Double angle identities express trigonometric functions of double angles in terms of single angles:

  1. Sine Double Angle: \[ \sin(2x) = 2\sin(x)\cos(x) \]

  2. Cosine Double Angle: \[ \cos(2x) = \cos^2(x) - \sin^2(x) \] This can also be expressed as: \[ \cos(2x) = 2\cos^2(x) - 1 = 1 - 2\sin^2(x) \]

  3. Tangent Double Angle: \[ \tan(2x) = \frac{2\tan(x)}{1 - \tan^2(x)} \quad (if \quad 1 - \tan^2(x) \neq 0) \]

Proof of the Sine Double Angle Identity

The sine double angle identity can be derived directly from the angle sum identity:

\[ \sin(2x) = \sin(x + x) = \sin(x) \cos(x) + \cos(x) \sin(x) = 2\sin(x)\cos(x) \]

Examples

  • Calculate \( \sin(2 \times 30^\circ) \):

\[ \sin(60^\circ) = 2\sin(30^\circ)\cos(30^\circ) = 2 \cdot \frac{1}{2} \cdot \frac{\sqrt{3}}{2} = \frac{\sqrt{3}}{2} \]
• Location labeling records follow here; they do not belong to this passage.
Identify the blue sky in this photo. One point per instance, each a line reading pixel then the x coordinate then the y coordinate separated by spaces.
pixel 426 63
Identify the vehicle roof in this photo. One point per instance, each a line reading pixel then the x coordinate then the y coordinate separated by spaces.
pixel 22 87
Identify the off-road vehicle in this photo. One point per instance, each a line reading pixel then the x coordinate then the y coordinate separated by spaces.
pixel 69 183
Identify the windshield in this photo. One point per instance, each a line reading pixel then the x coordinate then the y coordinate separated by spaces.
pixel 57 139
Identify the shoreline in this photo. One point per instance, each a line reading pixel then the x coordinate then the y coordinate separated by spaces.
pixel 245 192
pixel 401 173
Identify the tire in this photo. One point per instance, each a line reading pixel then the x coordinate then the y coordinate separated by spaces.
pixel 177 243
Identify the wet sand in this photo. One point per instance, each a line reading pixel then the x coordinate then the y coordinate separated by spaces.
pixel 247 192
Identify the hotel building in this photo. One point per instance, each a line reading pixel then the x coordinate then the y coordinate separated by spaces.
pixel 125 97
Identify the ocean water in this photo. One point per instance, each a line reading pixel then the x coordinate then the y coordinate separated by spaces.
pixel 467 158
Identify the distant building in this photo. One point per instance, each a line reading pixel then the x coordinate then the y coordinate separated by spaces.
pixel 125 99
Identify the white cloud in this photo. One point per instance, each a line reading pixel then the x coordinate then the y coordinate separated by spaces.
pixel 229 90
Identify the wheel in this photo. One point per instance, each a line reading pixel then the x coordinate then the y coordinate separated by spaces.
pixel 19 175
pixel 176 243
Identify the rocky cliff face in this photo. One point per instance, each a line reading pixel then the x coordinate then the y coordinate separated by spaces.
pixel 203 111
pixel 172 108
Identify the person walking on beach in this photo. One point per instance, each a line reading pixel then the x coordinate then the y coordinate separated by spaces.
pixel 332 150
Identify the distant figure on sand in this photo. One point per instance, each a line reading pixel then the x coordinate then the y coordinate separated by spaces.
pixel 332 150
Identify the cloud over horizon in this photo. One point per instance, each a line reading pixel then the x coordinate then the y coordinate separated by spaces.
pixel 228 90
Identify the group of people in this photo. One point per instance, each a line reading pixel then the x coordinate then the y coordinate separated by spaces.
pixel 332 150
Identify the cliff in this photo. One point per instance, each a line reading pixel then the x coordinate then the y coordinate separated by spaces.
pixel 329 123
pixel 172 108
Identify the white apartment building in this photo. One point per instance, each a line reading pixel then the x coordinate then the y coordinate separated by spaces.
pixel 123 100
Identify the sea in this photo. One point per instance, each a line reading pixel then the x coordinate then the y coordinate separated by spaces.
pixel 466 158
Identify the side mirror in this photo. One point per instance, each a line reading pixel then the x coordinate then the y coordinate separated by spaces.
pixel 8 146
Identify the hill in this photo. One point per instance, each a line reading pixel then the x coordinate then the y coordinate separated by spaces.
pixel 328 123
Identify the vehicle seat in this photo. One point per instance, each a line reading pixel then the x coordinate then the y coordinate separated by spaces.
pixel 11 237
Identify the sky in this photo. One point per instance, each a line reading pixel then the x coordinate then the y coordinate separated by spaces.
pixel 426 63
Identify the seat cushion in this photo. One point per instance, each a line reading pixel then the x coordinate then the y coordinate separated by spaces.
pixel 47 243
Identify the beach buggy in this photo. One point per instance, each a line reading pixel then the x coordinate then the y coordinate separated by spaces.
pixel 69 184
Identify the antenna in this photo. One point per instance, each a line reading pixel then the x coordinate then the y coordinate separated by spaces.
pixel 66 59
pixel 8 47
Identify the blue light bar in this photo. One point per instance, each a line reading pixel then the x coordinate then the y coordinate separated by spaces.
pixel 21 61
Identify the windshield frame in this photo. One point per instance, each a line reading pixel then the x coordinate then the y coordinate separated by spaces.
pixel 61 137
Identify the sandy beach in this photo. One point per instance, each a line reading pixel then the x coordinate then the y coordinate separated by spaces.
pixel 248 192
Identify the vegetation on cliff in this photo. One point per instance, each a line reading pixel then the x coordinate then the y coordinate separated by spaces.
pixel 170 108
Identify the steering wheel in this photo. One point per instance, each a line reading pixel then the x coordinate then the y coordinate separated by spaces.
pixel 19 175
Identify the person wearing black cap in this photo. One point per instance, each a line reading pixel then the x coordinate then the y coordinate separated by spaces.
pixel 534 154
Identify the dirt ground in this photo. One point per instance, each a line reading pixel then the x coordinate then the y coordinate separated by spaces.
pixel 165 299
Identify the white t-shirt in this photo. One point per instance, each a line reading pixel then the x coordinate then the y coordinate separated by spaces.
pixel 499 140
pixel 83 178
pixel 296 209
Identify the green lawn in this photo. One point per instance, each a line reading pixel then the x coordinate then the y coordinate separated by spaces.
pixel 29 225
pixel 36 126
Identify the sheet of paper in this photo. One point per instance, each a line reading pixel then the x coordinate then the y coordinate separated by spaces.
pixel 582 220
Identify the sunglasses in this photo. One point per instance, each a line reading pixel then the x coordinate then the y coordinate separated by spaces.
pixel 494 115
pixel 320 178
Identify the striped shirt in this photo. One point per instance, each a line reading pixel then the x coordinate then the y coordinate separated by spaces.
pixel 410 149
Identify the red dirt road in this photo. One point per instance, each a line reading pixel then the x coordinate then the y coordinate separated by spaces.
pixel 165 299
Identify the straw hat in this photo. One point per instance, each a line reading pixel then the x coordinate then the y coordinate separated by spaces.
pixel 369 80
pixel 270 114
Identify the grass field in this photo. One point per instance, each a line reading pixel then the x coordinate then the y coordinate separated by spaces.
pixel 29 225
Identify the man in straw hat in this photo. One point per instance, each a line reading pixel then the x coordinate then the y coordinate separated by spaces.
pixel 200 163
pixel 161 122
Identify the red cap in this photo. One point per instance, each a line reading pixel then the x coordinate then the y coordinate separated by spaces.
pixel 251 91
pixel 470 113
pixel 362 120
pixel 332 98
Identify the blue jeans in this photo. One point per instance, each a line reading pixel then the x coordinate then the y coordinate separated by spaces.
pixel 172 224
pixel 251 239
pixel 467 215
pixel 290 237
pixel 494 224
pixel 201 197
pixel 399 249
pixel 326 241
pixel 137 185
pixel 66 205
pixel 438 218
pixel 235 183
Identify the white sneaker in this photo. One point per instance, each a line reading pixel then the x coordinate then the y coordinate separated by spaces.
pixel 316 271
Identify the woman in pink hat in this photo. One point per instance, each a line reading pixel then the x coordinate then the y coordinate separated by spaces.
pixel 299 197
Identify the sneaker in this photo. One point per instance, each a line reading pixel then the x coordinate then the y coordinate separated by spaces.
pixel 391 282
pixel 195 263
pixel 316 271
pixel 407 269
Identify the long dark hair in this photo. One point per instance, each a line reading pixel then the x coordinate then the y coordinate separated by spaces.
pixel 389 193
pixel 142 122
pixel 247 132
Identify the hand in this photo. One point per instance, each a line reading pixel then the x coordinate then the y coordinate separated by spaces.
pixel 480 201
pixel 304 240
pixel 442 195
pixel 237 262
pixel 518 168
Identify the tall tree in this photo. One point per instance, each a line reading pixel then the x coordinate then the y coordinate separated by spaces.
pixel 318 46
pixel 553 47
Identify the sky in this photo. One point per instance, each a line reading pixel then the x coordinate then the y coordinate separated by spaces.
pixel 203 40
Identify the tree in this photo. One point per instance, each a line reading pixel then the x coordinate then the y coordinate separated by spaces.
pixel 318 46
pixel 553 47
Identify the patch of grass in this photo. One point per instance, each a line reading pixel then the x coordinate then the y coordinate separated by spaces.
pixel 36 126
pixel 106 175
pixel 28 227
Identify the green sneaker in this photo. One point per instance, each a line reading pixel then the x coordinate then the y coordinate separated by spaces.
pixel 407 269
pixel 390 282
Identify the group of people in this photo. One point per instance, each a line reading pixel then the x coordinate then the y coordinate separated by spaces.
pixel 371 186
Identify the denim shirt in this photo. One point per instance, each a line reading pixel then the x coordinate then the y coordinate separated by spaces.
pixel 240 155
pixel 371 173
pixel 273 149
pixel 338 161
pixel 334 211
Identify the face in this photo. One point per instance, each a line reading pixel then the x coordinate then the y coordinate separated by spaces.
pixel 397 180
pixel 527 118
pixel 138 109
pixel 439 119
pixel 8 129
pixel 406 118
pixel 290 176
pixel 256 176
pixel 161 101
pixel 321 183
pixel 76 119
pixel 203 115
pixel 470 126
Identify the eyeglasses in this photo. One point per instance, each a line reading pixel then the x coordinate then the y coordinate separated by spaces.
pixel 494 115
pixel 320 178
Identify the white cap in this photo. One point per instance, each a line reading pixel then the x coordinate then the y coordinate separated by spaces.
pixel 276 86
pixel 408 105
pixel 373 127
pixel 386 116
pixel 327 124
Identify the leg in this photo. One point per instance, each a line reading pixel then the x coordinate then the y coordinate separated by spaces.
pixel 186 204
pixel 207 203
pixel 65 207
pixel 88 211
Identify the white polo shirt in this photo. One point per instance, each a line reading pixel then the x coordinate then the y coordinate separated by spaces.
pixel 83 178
  • Verify \( \cos(60^\circ) \) using the cosine double angle identity:

\[ \cos(2 \times 30^\circ) = \cos^2(30^\circ) - \sin^2(30^\circ) = \left(\frac{\sqrt{3}}{2}\right)^2 - \left(\frac{1}{2}\right)^2 = \frac{3}{4} - \frac{1}{4} = \frac{1}{2} \]

Conclusion

Trigonometric identities are powerful tools in Pre-Calculus that enable us to simplify and solve problems involving angles and triangulations. Familiarizing yourself with these identities, including the Pythagorean, angle sum, and double angle identities, will strengthen your understanding of trigonometric functions. With practice and application, these identities can transform complex problems into manageable solutions, making them essential knowledge in your mathematical toolkit.